First-year reflects on challenges, newfound strength from hybrid academic term

Illustration by Amelia Madarang

When the pandemic struck, everything I expected to get out of my first semester of college went out the window. I did not come to college expecting to stay for longer than a couple of weeks. When the Fall 2020 semester began, stories had been pouring in from all over the country about colleges sending students home or canceling all in-person classes.

Despite this, in late August, I decided that I should at least try to attend college in person and I was given an opportunity to have in-person classes and online classes — something that many of my friends were not offered. I packed my bags and flew across the country to a place I had never been to. I did not really know what to expect. Certainly, I never expected it to be normal.

One of the hardest adjustments  for me was not being able to see anyone’s face. Everything was online at first, which was really hard for me to do. Zoom fatigue was real. We were required to spend a large amount of time in their rooms watching hours of Zoom calls a day. I had never spent that much time on Zoom, so the first day of classes was very difficult for me. 

I met all of my classmates through a computer screen. While what we did in class was not that different than it would have been under normal circumstances, everything felt so disconnected. There were no conversations after class or the excitement I felt in years past at school. It was difficult to feel comfortable around people that I did not know. The Lewis & Clark campus at times felt exciting and new, but I also felt cut off. I could not see people smile when they walked past me. I did not feel comfortable enough to wave at people I did not know. Instead of feeling welcomed, I felt alone.

I was stuck in my small room, and I hardly knew anyone on campus apart from my roommate. At the time when we were supposed to make friends and be around people, we were suddenly cut off from others on campus. The smoke and the quarantined shutdown of certain dorms made it even harder to connect with others . When you come to college you have this idea of how it is going to be and how you are going to meet all these new people and do all of these new fun things. For me, all of those ideas were lost once the pandemic hit.  

It had become clear to me that meeting people was not going to be easy.
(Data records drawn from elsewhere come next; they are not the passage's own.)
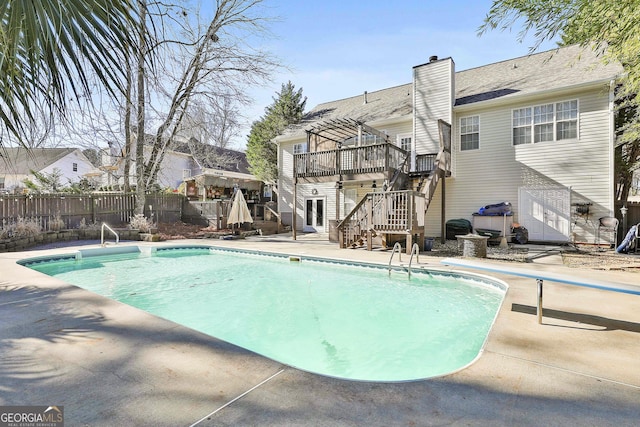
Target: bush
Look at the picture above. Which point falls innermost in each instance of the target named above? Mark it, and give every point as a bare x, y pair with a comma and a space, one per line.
56, 223
22, 227
140, 222
91, 226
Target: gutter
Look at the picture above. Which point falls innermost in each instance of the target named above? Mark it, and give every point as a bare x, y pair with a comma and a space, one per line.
509, 99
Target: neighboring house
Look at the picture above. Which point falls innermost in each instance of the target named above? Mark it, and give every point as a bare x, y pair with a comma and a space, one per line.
215, 174
16, 165
535, 131
176, 167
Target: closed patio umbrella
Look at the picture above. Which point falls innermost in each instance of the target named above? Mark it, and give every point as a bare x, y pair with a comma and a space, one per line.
239, 212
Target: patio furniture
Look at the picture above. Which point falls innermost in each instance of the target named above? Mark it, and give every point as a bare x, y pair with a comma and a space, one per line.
608, 224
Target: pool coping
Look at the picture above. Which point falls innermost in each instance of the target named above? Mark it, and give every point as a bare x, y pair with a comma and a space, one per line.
150, 250
527, 375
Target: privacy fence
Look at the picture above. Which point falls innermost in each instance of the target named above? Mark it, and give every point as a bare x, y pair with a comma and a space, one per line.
76, 210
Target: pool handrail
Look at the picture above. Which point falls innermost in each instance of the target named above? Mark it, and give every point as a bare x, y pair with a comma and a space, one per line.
393, 251
415, 249
540, 276
104, 225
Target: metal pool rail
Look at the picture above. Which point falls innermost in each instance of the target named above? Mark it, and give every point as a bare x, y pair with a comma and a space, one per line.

So I joined clubs and I went to online events. I tried to go on walks between classes. I had to learn to adjust in my own way and find new ways to meet people. 

The campus restrictions have been hard to live with. But a lot of people have adjusted to these difficult circumstances. I think that slowly and over time, I started to get to know the people in my classes and started to have conversations with them. I started speaking up at club meetings. I started to feel more comfortable. While I feel like it took a lot of time to adjust to our new situation, it eventually happened. 

At LC, I understand all of the restrictions in place are necessary in order to prevent the spread of the COVID-19 virus and I appreciate what the campus has done to prioritize our safety above all else. However, I also feel like there could be more socially distanced events. I think being around people, even socially distanced, really helps.

Overall, I think this semester is another thing that we have had to adjust to in our new lives. I think the semester went as well as it could have with the pandemic. We are not the same people we were at the beginning of the pandemic. We are stronger, we are better. We have learned we are capable of dealing with the difficulties that we face in life, and in turn we grow into greater people. In the end, I am glad I came to campus and I take pride in becoming part of the LC community.

This article presents opinions held by the author, not those of The Pioneer Log and its editorial board.